As far as I understand from the article, the genomescreen algorithm consists of 4 stages, but the sequence mapping stage is not included in the python code. It is not entirely clear after which of the stages it is necessary to form a numpy array?

[marcelTBI]

Hi, yeah, first you have to map the reads, then it is highly recommended to apply loess correction and PCA normalization (all these steps are not included in python codes but are in detail described in the article https://doi.org/10.3390/diagnostics11040708 ). Both of the normalizations are done already on the binned read counts, thus it is very convenient and space-effective to store only those, although it is not entirely usual.

[marcelTBI]

However, if you do not want to do the normalizations, just fill both columns (bins_loess and bins_PCA) with the read count per bin.
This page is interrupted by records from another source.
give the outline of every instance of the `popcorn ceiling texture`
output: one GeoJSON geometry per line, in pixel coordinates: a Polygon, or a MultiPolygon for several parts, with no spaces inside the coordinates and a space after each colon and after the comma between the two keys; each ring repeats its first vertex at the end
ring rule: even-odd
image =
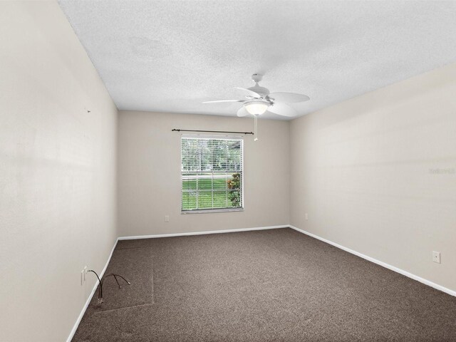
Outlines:
{"type": "Polygon", "coordinates": [[[120,110],[235,115],[201,102],[261,73],[304,115],[456,61],[454,1],[59,3],[120,110]]]}

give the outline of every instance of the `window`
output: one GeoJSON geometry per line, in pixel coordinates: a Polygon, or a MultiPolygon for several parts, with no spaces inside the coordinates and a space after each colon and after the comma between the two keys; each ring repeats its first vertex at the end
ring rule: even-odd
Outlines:
{"type": "Polygon", "coordinates": [[[243,142],[182,138],[182,212],[243,209],[243,142]]]}

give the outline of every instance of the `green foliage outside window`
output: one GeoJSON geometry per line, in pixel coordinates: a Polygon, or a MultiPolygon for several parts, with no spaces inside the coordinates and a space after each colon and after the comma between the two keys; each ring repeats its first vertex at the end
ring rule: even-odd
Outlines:
{"type": "Polygon", "coordinates": [[[233,173],[232,177],[232,180],[227,181],[228,189],[232,190],[228,193],[228,198],[229,198],[233,207],[239,207],[241,204],[241,192],[239,191],[241,187],[241,174],[233,173]]]}

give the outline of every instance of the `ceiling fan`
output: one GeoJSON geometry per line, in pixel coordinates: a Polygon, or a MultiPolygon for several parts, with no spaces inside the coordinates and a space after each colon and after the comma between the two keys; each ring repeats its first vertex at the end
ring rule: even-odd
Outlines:
{"type": "Polygon", "coordinates": [[[254,73],[252,76],[255,86],[248,88],[236,87],[245,93],[245,100],[216,100],[204,101],[203,103],[218,103],[227,102],[239,102],[243,103],[242,107],[237,111],[237,116],[246,116],[249,114],[255,118],[255,140],[257,138],[258,116],[266,110],[279,115],[292,118],[298,115],[298,112],[288,103],[304,102],[310,100],[309,97],[304,94],[294,93],[269,93],[269,89],[260,86],[258,83],[263,78],[263,75],[254,73]]]}

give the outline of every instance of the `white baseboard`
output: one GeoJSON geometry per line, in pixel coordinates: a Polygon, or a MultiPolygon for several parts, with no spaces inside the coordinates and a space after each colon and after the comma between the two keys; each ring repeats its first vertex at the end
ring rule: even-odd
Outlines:
{"type": "Polygon", "coordinates": [[[120,237],[119,240],[133,240],[135,239],[155,239],[157,237],[185,237],[187,235],[204,235],[207,234],[234,233],[237,232],[249,232],[250,230],[276,229],[278,228],[288,228],[289,224],[281,226],[256,227],[254,228],[239,228],[237,229],[209,230],[207,232],[191,232],[188,233],[155,234],[153,235],[137,235],[133,237],[120,237]]]}
{"type": "Polygon", "coordinates": [[[450,289],[447,289],[446,287],[444,287],[441,285],[439,285],[438,284],[435,284],[433,283],[428,279],[425,279],[424,278],[421,278],[420,276],[416,276],[415,274],[413,274],[410,272],[408,272],[407,271],[404,271],[403,269],[400,269],[398,267],[395,267],[394,266],[390,265],[389,264],[386,264],[385,262],[383,261],[380,261],[380,260],[377,260],[376,259],[372,258],[370,256],[368,256],[367,255],[363,254],[362,253],[359,253],[358,252],[356,251],[353,251],[353,249],[350,249],[349,248],[347,247],[344,247],[343,246],[341,246],[338,244],[336,244],[335,242],[333,242],[332,241],[329,241],[327,240],[326,239],[323,239],[323,237],[320,237],[318,235],[316,235],[312,233],[309,233],[309,232],[306,232],[305,230],[302,230],[300,229],[299,228],[297,228],[294,226],[291,226],[291,225],[289,225],[289,227],[290,228],[291,228],[292,229],[294,229],[297,232],[299,232],[301,233],[305,234],[306,235],[309,235],[309,237],[314,237],[315,239],[317,239],[320,241],[323,241],[323,242],[326,242],[327,244],[329,244],[332,246],[334,246],[335,247],[337,248],[340,248],[341,249],[343,249],[346,252],[348,252],[348,253],[351,253],[352,254],[355,254],[357,256],[359,256],[361,258],[365,259],[366,260],[368,260],[369,261],[373,262],[374,264],[377,264],[378,265],[382,266],[386,269],[390,269],[391,271],[394,271],[395,272],[398,272],[403,276],[408,276],[409,278],[411,278],[412,279],[416,280],[418,281],[420,281],[420,283],[423,283],[425,285],[428,285],[429,286],[433,287],[434,289],[437,289],[437,290],[440,290],[442,292],[445,292],[445,294],[450,294],[451,296],[456,296],[456,291],[453,291],[453,290],[450,290],[450,289]]]}
{"type": "MultiPolygon", "coordinates": [[[[109,261],[111,261],[111,256],[113,256],[113,253],[114,252],[114,249],[115,249],[115,247],[117,246],[117,243],[118,241],[119,241],[118,239],[115,240],[114,247],[113,247],[113,249],[111,249],[111,253],[109,254],[109,256],[108,257],[108,261],[106,261],[106,264],[105,264],[105,266],[103,267],[103,269],[101,270],[101,272],[100,272],[100,274],[98,274],[98,276],[100,276],[100,279],[103,278],[103,276],[105,274],[105,271],[106,271],[106,269],[108,268],[109,261]]],[[[76,322],[74,323],[74,326],[73,326],[73,329],[71,329],[71,332],[70,333],[68,338],[66,339],[66,342],[71,342],[71,339],[73,338],[73,336],[74,336],[74,334],[76,333],[76,330],[78,330],[78,326],[79,326],[81,320],[83,319],[83,316],[84,316],[84,314],[86,314],[86,310],[87,310],[88,305],[90,304],[90,301],[92,299],[92,297],[93,296],[93,294],[95,294],[95,291],[97,289],[97,287],[98,287],[98,279],[95,283],[95,286],[93,286],[93,289],[92,289],[92,291],[90,292],[90,294],[89,294],[88,298],[87,299],[87,301],[86,301],[86,304],[84,304],[84,306],[83,307],[83,309],[81,311],[81,314],[79,314],[79,316],[78,317],[76,322]]]]}
{"type": "MultiPolygon", "coordinates": [[[[101,272],[100,273],[100,274],[98,274],[98,276],[100,276],[100,279],[103,278],[103,276],[104,275],[105,271],[108,268],[108,265],[109,264],[109,261],[110,261],[111,260],[111,256],[113,256],[113,253],[114,252],[114,249],[115,249],[115,247],[117,246],[117,243],[119,242],[119,240],[132,240],[135,239],[152,239],[152,238],[156,238],[156,237],[184,237],[187,235],[202,235],[202,234],[207,234],[233,233],[235,232],[248,232],[249,230],[266,230],[266,229],[275,229],[278,228],[288,228],[289,227],[289,224],[284,224],[281,226],[257,227],[254,228],[241,228],[238,229],[212,230],[212,231],[207,231],[207,232],[192,232],[189,233],[157,234],[154,235],[138,235],[135,237],[119,237],[115,240],[115,243],[114,244],[114,247],[111,250],[110,254],[109,254],[109,257],[108,258],[106,264],[105,264],[105,266],[101,270],[101,272]]],[[[92,289],[90,294],[87,299],[87,301],[86,301],[86,304],[84,304],[84,306],[83,307],[83,309],[81,311],[81,314],[78,317],[78,319],[76,320],[76,323],[74,323],[74,326],[73,326],[73,329],[71,329],[71,332],[70,333],[68,338],[66,339],[66,342],[71,342],[71,339],[73,338],[73,336],[74,336],[74,334],[76,333],[76,330],[78,330],[78,326],[79,326],[81,320],[83,318],[84,314],[86,314],[86,311],[87,310],[87,308],[90,304],[90,301],[92,299],[92,297],[93,296],[93,294],[95,294],[95,291],[97,289],[97,287],[98,287],[98,281],[95,284],[95,286],[93,286],[93,289],[92,289]]]]}

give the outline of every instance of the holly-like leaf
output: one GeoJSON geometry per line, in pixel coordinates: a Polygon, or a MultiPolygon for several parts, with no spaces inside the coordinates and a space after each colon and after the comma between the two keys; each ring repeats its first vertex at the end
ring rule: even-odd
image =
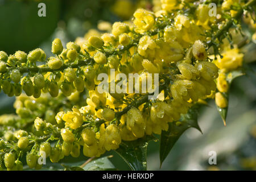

You will get slightly imperfect results, but it should suffice to test the program.

[liza-alpinia]

Can you suggest if I understand correctly that the 789 samples described in the article are used as a reference and do not have chromosomal aberrations? Or how reference group is made?

[marcelTBI]

Yes, exactly - those 789 samples were used to create the "means_c15_genomic.npy" file, where there are stored means of the read counts per bin of the 789 genetically healthy samples.

[marcelTBI]

To see the training, please see https://github.com/marcelTBI/CNV_data , where there is described a predecessor of GenomeScreen (tool for NIPT CNV detection). Note that the training set was different, due to different laboratory preparation - the tool is sensitive to laboratory processing and thus should be retrained for different laboratory processing.